Each OTH Hotel Management Agreement provides for the payment of a termination fee upon the sale of the hotel equal to the lesser of the management fee paid with respect to the prior twelve months or the management fees paid for the number of months prior to the closing date of the hotel sale equal to the number of months remaining on the current term of the management agreement. Coincident with the sale of the Sheraton Louisville Riverside and the DoubleTree by Hilton Raleigh Brownstone – University, Our Town was due $260,272 in termination fees, which amount has been paid.
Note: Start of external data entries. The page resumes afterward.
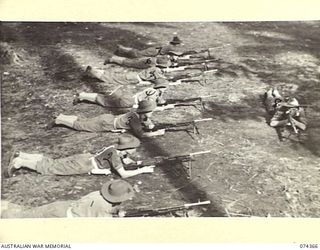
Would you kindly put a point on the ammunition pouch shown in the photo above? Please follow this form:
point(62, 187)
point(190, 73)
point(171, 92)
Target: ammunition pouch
point(104, 157)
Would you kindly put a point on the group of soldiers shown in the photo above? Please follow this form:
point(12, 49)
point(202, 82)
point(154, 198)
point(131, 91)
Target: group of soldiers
point(156, 64)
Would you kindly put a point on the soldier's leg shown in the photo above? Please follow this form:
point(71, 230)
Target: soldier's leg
point(92, 97)
point(72, 165)
point(53, 210)
point(67, 120)
point(99, 123)
point(126, 51)
point(277, 123)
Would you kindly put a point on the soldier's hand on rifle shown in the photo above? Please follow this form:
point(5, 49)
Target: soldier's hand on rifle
point(169, 106)
point(178, 82)
point(148, 169)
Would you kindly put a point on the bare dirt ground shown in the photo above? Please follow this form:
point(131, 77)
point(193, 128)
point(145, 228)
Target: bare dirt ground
point(248, 173)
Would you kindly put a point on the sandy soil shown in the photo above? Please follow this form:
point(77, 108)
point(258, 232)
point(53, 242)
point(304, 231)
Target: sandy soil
point(249, 172)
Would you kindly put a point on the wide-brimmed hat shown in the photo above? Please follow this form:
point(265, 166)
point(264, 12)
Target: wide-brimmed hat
point(151, 61)
point(176, 40)
point(127, 141)
point(160, 83)
point(146, 106)
point(290, 102)
point(117, 191)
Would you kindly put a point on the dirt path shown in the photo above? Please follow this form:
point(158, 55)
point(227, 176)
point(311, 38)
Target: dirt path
point(249, 173)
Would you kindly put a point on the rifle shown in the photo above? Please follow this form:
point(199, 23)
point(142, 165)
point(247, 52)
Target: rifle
point(188, 77)
point(165, 210)
point(185, 62)
point(188, 158)
point(181, 126)
point(188, 102)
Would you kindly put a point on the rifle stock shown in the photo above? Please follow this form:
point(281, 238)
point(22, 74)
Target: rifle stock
point(165, 210)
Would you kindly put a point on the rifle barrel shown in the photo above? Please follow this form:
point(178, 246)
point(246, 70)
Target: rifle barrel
point(201, 152)
point(203, 120)
point(198, 203)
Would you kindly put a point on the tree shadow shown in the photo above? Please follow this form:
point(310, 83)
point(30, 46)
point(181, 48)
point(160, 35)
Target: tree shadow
point(250, 109)
point(64, 72)
point(275, 38)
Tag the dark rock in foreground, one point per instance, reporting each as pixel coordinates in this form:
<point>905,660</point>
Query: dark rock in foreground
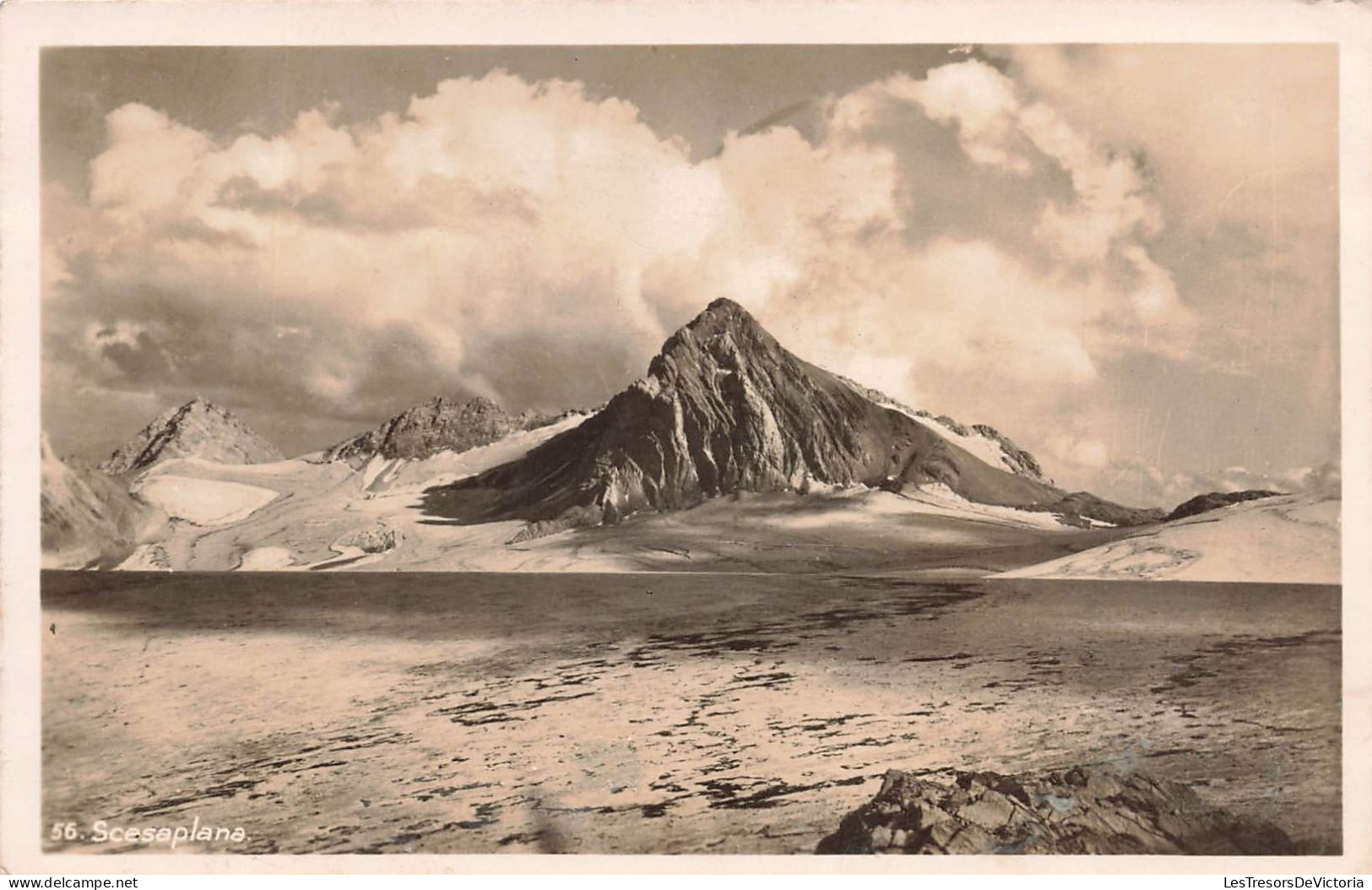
<point>1076,811</point>
<point>1216,499</point>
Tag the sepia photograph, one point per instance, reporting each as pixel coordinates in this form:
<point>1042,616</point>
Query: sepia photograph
<point>691,448</point>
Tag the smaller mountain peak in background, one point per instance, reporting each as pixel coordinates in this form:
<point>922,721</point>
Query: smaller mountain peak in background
<point>199,430</point>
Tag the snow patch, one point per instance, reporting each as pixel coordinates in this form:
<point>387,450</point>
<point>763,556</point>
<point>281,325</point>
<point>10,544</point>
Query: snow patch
<point>203,501</point>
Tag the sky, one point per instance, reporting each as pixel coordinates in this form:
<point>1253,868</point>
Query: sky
<point>1123,257</point>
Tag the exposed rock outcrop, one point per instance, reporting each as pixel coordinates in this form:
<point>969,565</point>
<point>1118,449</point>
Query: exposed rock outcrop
<point>1216,499</point>
<point>1077,811</point>
<point>724,409</point>
<point>88,518</point>
<point>437,426</point>
<point>195,430</point>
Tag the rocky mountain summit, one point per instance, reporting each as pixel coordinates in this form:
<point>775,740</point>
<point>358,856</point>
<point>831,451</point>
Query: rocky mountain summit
<point>439,424</point>
<point>1076,812</point>
<point>724,408</point>
<point>195,430</point>
<point>1216,499</point>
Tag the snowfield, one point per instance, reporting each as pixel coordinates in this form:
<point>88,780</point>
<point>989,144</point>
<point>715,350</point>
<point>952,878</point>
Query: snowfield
<point>203,501</point>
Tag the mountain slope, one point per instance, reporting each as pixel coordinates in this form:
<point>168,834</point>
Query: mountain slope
<point>1273,540</point>
<point>197,430</point>
<point>724,408</point>
<point>437,426</point>
<point>88,518</point>
<point>1216,499</point>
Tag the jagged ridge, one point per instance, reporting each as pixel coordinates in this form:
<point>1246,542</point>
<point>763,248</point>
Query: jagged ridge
<point>1216,499</point>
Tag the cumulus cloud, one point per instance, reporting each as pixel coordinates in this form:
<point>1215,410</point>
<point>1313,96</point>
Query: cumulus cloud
<point>534,243</point>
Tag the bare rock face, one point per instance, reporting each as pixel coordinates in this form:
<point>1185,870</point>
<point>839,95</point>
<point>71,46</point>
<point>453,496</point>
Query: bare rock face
<point>439,424</point>
<point>1216,499</point>
<point>1076,812</point>
<point>724,409</point>
<point>88,518</point>
<point>197,430</point>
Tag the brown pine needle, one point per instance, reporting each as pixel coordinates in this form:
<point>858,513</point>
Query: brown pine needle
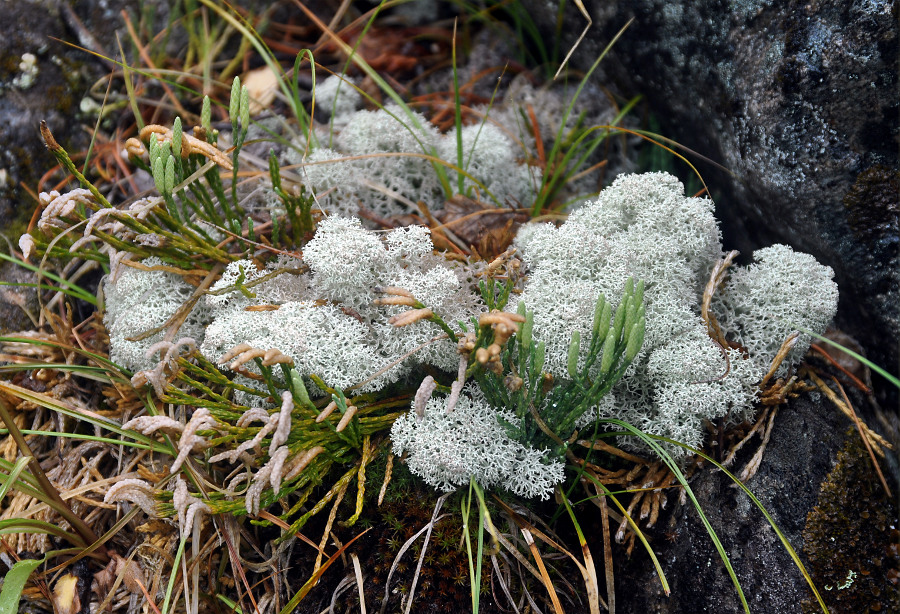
<point>864,438</point>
Sublease – On December 13, 2019, we entered into a sublease agreement with Our Town pursuant to which Our Town subleases 2,245 square feet of office space from Sotherly for a period of 5 years, with a 5 year renewal subject to approval by Sotherly, on terms and conditions similar to the terms of the prime lease entered into by Sotherly and the third-party owner of the property. Lease payments due to the Company were $211,117 and $147,217, as of June 30, 2022 and 2021, respectively.

Employee Medical Benefits – We purchase employee medical coverage for eligible employees that are employed by Our Town and who work exclusively for our properties and elect to participate in Our Town’s self-insured plan. Gross premiums for employee medical benefits paid by the Company (before offset of employee co-payments) were approximately $0.9 million and $0.7 million for the three months ended June 30, 2022 and 2021, respectively, and for the six months ended June 30, 2021 and 2020, were approximately $1.8 million and $1.3 million, respectively.

Others. We employed Ashley S. Kirkland, the daughter of our Chairman, as Corporate Counsel and Compliance Officer until her departure in January, 2022 and continue to employ Robert E. Kirkland IV, her husband, as our General Counsel. We also employ Andrew M. Sims Jr., the son of our Chairman, as Vice President – Operations & Investor Relations. Total compensation for all three individuals, including salary and benefits, for the three months ended June 30, 2022 and 2021, totaled $119,926 and $107,115, respectively, and for the six months ended June 30, 2022 and 2021, were $252,624 and $212,984, respectively.